A significant limitation of transient elastography has been its poor accuracy in patients with obesity.47 This has been largely overcome with the use of a more powerful (XL) probe but is still a limitation for those with morbid obesity.48 Because many patients with NAFLD are obese, this limitation can be significant.

Transient elastography has gained popularity for evaluating fibrosis in patients with chronic liver disease for multiple reasons: it is cost-effective and results are highly reproducible, with low variation in results among different observers and in individual observers.49 Combined with a platelet count, it can also be used to detect the development of clinically significant portal hypertension in patients with cirrhosis, thus determining the need to screen for esophageal varices using endoscopy.50 Screening endoscopy can be avoided in patients whose liver stiffness remains below 20 kPa or whose platelet count is above 150 × 109/L.

Acoustic radiation force imaging

Unlike transient elastography, which requires a separate transducer probe to assess shear- wave velocity, acoustic radiation force imaging uses the same transducer for both this function and imaging. Different image modes are available when testing for liver stiffness, so a region of interest that is optimal for avoiding vascular structures or masses can be selected, increasing accuracy.51

Acoustic radiation force imaging has been tested in different causes of chronic liver disease, including HCV and NAFLD,52 with accuracy similar to that of transient elastography.53 For overweight and obese patients, acoustic radiation force imaging is more accurate than transient elastography using the XL probe.54 However, this method is still new, and we need more data to support using one method over the other.

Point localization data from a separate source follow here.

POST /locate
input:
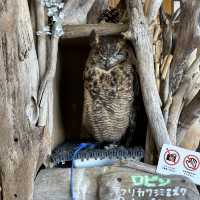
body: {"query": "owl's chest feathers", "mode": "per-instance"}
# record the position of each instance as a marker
(108, 91)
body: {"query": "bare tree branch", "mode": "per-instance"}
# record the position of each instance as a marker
(188, 116)
(76, 11)
(140, 38)
(153, 9)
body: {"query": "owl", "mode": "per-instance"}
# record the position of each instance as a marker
(110, 90)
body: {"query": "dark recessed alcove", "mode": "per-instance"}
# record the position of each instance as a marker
(73, 56)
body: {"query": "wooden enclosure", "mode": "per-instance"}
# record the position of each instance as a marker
(44, 49)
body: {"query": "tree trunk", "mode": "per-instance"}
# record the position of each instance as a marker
(22, 144)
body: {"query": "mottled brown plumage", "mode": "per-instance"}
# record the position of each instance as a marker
(109, 93)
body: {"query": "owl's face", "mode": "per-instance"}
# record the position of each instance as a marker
(109, 52)
(108, 73)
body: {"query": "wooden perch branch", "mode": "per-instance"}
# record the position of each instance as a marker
(140, 38)
(75, 31)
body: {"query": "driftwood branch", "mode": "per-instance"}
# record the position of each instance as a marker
(76, 11)
(183, 74)
(42, 57)
(140, 38)
(75, 31)
(153, 9)
(188, 117)
(51, 70)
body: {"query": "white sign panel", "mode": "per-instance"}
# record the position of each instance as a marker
(179, 161)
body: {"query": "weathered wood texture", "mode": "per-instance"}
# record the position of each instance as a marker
(75, 31)
(76, 11)
(105, 183)
(189, 116)
(153, 8)
(184, 74)
(22, 144)
(140, 38)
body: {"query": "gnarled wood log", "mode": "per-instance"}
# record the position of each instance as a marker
(183, 78)
(22, 144)
(140, 38)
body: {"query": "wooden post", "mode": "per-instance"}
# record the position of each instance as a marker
(22, 144)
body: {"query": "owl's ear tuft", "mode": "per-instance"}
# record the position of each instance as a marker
(94, 39)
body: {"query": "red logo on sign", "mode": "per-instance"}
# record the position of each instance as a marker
(191, 162)
(171, 157)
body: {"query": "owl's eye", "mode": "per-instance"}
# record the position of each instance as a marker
(118, 58)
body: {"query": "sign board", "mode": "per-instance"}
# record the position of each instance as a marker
(179, 161)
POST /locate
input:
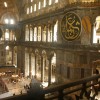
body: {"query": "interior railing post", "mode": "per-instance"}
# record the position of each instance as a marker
(60, 97)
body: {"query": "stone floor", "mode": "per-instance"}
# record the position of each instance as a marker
(15, 88)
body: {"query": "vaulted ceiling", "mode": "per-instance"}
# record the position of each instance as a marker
(13, 7)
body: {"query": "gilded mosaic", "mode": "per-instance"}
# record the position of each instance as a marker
(71, 26)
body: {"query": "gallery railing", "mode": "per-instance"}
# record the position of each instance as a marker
(67, 91)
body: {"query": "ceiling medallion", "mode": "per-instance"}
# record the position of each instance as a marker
(71, 26)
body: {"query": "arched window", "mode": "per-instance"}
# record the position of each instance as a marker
(34, 7)
(26, 33)
(39, 7)
(7, 34)
(31, 33)
(31, 9)
(50, 2)
(39, 33)
(96, 32)
(56, 1)
(44, 3)
(55, 31)
(28, 10)
(35, 34)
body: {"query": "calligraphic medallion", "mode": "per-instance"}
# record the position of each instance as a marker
(71, 26)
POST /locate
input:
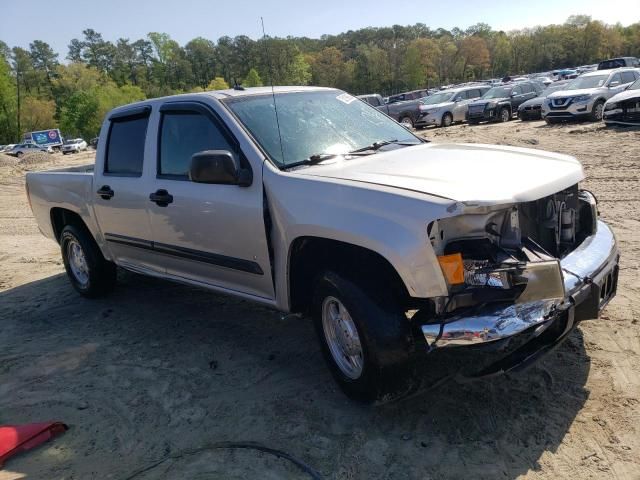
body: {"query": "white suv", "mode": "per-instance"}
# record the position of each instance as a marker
(585, 96)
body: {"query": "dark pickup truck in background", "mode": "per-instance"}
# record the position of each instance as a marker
(405, 111)
(500, 103)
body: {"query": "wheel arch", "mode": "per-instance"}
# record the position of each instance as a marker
(309, 256)
(61, 217)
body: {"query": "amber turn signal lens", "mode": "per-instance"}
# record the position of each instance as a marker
(452, 267)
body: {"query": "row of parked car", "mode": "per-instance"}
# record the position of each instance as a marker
(73, 145)
(609, 94)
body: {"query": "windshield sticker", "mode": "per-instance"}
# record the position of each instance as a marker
(345, 98)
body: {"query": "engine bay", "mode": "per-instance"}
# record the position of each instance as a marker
(511, 253)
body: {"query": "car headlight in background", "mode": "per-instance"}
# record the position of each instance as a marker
(582, 98)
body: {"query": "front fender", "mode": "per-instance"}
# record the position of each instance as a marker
(390, 222)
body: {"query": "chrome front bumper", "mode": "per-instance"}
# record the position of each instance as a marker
(592, 267)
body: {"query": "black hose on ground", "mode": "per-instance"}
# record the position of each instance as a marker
(230, 445)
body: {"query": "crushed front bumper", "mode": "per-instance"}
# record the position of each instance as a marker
(590, 275)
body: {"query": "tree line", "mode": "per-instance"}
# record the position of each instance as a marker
(75, 93)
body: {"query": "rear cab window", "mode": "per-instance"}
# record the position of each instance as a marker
(183, 133)
(125, 143)
(628, 77)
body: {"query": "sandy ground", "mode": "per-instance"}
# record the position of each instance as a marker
(158, 370)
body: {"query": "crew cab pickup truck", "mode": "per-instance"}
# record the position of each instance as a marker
(405, 109)
(416, 261)
(500, 103)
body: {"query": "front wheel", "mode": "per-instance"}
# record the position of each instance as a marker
(89, 272)
(597, 111)
(366, 341)
(447, 120)
(505, 115)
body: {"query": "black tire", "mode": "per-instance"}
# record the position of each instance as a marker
(504, 115)
(447, 120)
(597, 111)
(388, 368)
(101, 274)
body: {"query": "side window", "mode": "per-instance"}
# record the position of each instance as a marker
(616, 78)
(125, 146)
(182, 134)
(628, 77)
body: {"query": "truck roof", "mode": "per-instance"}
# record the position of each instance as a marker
(222, 94)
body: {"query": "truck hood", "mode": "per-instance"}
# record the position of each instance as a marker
(472, 173)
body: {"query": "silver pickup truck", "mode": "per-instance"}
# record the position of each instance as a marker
(417, 261)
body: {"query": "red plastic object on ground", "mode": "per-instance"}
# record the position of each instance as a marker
(18, 438)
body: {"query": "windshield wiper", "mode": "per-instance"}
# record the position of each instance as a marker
(321, 157)
(378, 145)
(360, 152)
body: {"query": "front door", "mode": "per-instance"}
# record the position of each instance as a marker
(212, 234)
(120, 202)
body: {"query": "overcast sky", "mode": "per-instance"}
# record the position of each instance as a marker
(58, 21)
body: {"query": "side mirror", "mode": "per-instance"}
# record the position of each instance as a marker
(219, 167)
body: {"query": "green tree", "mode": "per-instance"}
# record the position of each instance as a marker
(252, 79)
(37, 114)
(327, 67)
(8, 104)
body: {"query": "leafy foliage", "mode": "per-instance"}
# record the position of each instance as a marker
(102, 74)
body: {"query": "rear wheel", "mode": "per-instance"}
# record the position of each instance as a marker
(597, 111)
(505, 115)
(447, 120)
(366, 341)
(89, 272)
(407, 122)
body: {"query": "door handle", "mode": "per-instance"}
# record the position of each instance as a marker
(161, 197)
(105, 192)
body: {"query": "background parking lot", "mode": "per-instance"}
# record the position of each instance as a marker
(159, 368)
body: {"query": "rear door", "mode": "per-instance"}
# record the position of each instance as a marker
(459, 108)
(208, 233)
(121, 191)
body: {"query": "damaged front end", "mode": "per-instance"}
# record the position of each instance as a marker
(517, 270)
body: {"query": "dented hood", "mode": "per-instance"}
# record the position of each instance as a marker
(473, 173)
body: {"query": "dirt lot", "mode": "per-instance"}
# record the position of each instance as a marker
(159, 369)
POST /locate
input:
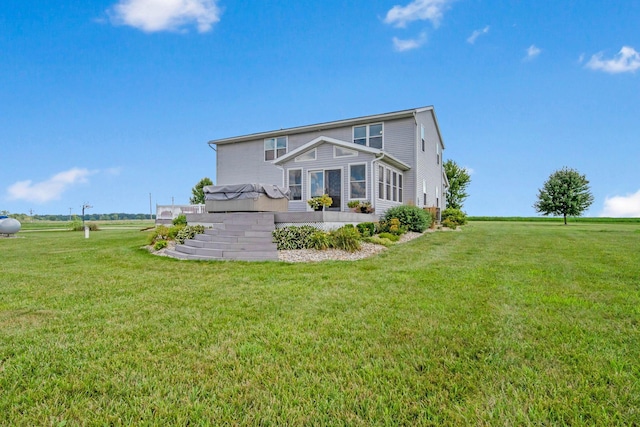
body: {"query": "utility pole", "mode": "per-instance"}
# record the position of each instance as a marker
(85, 206)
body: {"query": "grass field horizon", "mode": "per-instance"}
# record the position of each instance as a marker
(503, 323)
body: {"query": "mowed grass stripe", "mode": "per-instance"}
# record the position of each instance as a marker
(501, 323)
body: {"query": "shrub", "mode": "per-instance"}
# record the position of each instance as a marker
(389, 236)
(180, 220)
(293, 237)
(453, 217)
(392, 226)
(412, 217)
(319, 240)
(188, 232)
(160, 244)
(346, 238)
(320, 202)
(377, 240)
(366, 229)
(161, 232)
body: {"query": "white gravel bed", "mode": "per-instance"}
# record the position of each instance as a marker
(313, 255)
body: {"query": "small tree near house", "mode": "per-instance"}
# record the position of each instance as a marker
(565, 193)
(198, 191)
(459, 179)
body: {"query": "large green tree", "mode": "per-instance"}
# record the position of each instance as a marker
(565, 193)
(459, 179)
(198, 191)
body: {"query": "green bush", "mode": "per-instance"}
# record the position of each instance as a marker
(366, 229)
(188, 232)
(452, 218)
(346, 238)
(389, 236)
(392, 226)
(180, 220)
(377, 240)
(319, 240)
(293, 237)
(161, 232)
(160, 244)
(412, 217)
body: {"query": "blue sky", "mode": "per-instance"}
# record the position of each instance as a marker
(107, 102)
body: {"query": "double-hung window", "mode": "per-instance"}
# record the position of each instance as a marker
(295, 184)
(274, 148)
(368, 135)
(357, 181)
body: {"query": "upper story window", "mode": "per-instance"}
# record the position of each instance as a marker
(343, 152)
(369, 135)
(308, 156)
(295, 184)
(274, 148)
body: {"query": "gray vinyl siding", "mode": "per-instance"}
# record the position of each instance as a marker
(400, 142)
(244, 163)
(324, 161)
(429, 170)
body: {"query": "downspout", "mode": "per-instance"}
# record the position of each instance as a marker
(417, 141)
(374, 182)
(215, 151)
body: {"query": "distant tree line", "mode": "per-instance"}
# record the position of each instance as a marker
(87, 217)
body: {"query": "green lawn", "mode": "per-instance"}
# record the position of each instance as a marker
(503, 323)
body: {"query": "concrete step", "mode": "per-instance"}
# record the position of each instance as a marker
(190, 250)
(238, 236)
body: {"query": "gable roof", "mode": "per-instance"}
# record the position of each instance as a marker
(379, 154)
(328, 125)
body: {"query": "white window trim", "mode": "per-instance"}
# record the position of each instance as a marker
(368, 135)
(315, 156)
(366, 186)
(352, 153)
(324, 182)
(275, 149)
(301, 184)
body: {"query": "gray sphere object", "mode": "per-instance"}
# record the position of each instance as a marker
(9, 226)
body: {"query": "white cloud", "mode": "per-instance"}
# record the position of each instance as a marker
(622, 206)
(477, 33)
(532, 52)
(165, 15)
(417, 10)
(51, 189)
(116, 171)
(404, 45)
(627, 60)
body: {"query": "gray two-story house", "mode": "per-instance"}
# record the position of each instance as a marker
(387, 159)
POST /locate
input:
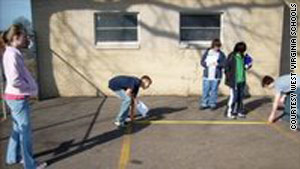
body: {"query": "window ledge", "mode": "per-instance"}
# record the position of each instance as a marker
(117, 45)
(194, 44)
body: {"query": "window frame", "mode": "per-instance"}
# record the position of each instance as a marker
(117, 44)
(199, 43)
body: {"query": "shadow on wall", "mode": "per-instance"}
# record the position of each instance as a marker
(43, 10)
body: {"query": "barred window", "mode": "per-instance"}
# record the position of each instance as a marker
(116, 27)
(199, 27)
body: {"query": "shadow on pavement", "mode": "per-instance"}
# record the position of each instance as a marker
(64, 150)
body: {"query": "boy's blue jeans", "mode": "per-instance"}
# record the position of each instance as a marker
(20, 143)
(210, 92)
(125, 105)
(287, 107)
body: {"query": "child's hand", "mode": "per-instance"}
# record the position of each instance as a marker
(271, 118)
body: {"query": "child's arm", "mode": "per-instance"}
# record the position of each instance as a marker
(222, 61)
(276, 103)
(203, 59)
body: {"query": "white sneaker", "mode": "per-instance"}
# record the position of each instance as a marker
(230, 116)
(42, 166)
(119, 124)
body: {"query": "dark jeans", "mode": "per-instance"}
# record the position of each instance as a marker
(235, 102)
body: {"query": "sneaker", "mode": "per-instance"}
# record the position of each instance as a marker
(213, 107)
(241, 115)
(42, 166)
(128, 119)
(203, 107)
(120, 124)
(231, 116)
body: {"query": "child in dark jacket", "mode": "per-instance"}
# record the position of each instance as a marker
(213, 62)
(235, 70)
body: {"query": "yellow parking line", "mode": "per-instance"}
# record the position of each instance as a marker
(126, 146)
(202, 122)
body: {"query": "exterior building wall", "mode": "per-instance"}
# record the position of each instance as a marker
(70, 64)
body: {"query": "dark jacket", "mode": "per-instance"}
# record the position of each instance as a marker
(221, 64)
(230, 70)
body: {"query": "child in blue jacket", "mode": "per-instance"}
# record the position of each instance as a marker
(213, 62)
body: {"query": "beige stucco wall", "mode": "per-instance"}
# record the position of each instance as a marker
(67, 28)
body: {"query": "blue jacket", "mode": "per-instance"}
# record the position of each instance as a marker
(221, 64)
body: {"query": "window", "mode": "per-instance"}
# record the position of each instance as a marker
(199, 27)
(116, 27)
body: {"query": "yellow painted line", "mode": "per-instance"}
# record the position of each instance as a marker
(202, 122)
(126, 147)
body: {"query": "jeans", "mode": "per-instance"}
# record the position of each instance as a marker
(210, 93)
(287, 107)
(125, 105)
(20, 143)
(235, 101)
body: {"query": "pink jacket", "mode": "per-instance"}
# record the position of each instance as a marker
(19, 81)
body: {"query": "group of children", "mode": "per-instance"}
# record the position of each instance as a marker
(235, 65)
(20, 87)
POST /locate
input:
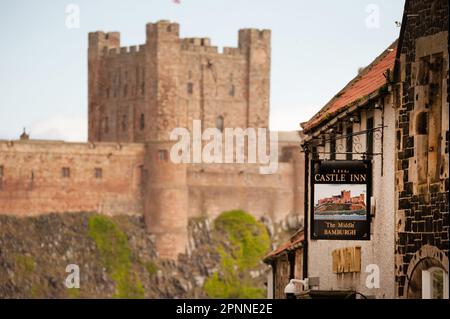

Magnetic resonance elastography

Magnetic resonance elastography uses a special transducer placed under the rib cage to transmit shear waves concurrently with magnetic resonance imaging. It has been tested in patients with HCV and NAFLD and has been found to have better diagnostic accuracy than transient elastography and acoustic radiation force imaging.55,56 Patients must be fasting for better diagnostic accuracy57 and must hold their breath while elastography is performed. The need for breath-holding and the high cost limit the use of this method for assessing fibrosis.

BOTTOM LINE FOR ASSESSING FIBROSIS

Algorithm to determine fibrosis stage for nonalcoholic fatty livery disease.
Figure 2. Algorithm to determine fibrosis stage for nonalcoholic fatty liver disease.
Although liver biopsy remains the gold standard for accurately determining fibrosis stage, noninvasive methods, especially imaging techniques, are fast evolving. Guidelines recommend using transient elastography to determine fibrosis stage noninvasively in patients with HCV,58 but a similar recommendation cannot be made for NAFLD with available data. For NAFLD, combined elastography and NAFLD fibrosis score are recommended to determine the need for a liver biopsy (Figure 2).59 Currently, we recommend using a combination of the scores discussed above and the imaging tests.